We’re in love. Unbelievably, ill-advisedly and hopelessly naively, we have fallen for the England football team again.
How did that happen? How did the emotional wreckage of South Africa, the bottom-of-the-group finish in Brazil and the Euros’ Iceland meltdown come to be forgotten in a week? Are we simply delusional as on so many St George’s-flag-and-too-much-Carling occasions?
No. This is new, different and better.
Examining the pricked balloon of our national hysteria may feel just as embarrassing when we have to do it. But this IS better.
Southgate won’t be sacked or resign if and when England lose, the players have already done enough to not be hated or humiliated. You have to wonder what Rio and Frank are really thinking as they lavish praise on an England squad considerably less gifted than the ones in which they played.
But it’s not all their fault that their generation failed. England football’s structure and attitude have changed.

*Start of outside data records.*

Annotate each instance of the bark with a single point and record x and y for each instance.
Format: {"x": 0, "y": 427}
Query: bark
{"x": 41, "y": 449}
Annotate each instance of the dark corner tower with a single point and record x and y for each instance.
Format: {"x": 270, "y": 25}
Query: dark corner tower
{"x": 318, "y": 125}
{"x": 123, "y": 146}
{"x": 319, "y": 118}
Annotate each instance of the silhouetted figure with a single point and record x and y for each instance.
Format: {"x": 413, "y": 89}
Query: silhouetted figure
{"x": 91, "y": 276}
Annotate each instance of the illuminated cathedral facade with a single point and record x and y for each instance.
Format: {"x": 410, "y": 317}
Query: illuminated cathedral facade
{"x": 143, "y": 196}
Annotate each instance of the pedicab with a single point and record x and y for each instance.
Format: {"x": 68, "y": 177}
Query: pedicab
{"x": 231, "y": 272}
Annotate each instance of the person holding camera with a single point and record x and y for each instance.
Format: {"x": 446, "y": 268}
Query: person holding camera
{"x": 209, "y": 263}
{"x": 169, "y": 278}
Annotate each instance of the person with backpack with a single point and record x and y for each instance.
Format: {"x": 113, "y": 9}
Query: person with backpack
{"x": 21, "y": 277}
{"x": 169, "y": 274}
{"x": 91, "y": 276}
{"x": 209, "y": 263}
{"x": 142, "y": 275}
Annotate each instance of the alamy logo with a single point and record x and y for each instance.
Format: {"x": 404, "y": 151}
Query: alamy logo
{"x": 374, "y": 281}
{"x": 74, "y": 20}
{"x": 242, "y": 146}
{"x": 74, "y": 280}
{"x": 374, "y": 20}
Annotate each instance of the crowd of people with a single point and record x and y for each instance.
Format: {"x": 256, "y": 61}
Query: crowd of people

For years we admired the bottom-up planning innovations of the French, Germans and Italians, and eventually put in new structures of our own. The FA created the St George’s HQ and began working with youth to create a national footballing identity, a way of playing, training and preparing.
In the last couple of years England have won the under-17s World Cup, the U-19s European Championships and U-20s World Cup and finished third in the U-21s Euros by playing as a team of committed individuals in a recognisably new England style.
Dangerous though the comparison may be, from 1963 Alf Ramsey made the most of his players’ strengths within a system. Instead of building a team around individuals, he made the pieces fit the whole.
Bobby Charlton, our most creative player, did a man-marking job in the final, Jimmy Greaves, possibly the greatest finisher ever, couldn’t get into the team because it worked better without him.
This team may lack such world-class luxuries and that may eventually be their undoing.
But by turning away from the hypnotic glare of the import-dominated Premier League elite, accepting our limitations and working to overcome them, we have found unity.
The unity of a team that recognises it needs all its parts - and some it hasn’t used yet - to get anywhere.
England may lack the extra quality or the tactical fine-tuning to go beyond the last 16.
But we’re in love again and that means more.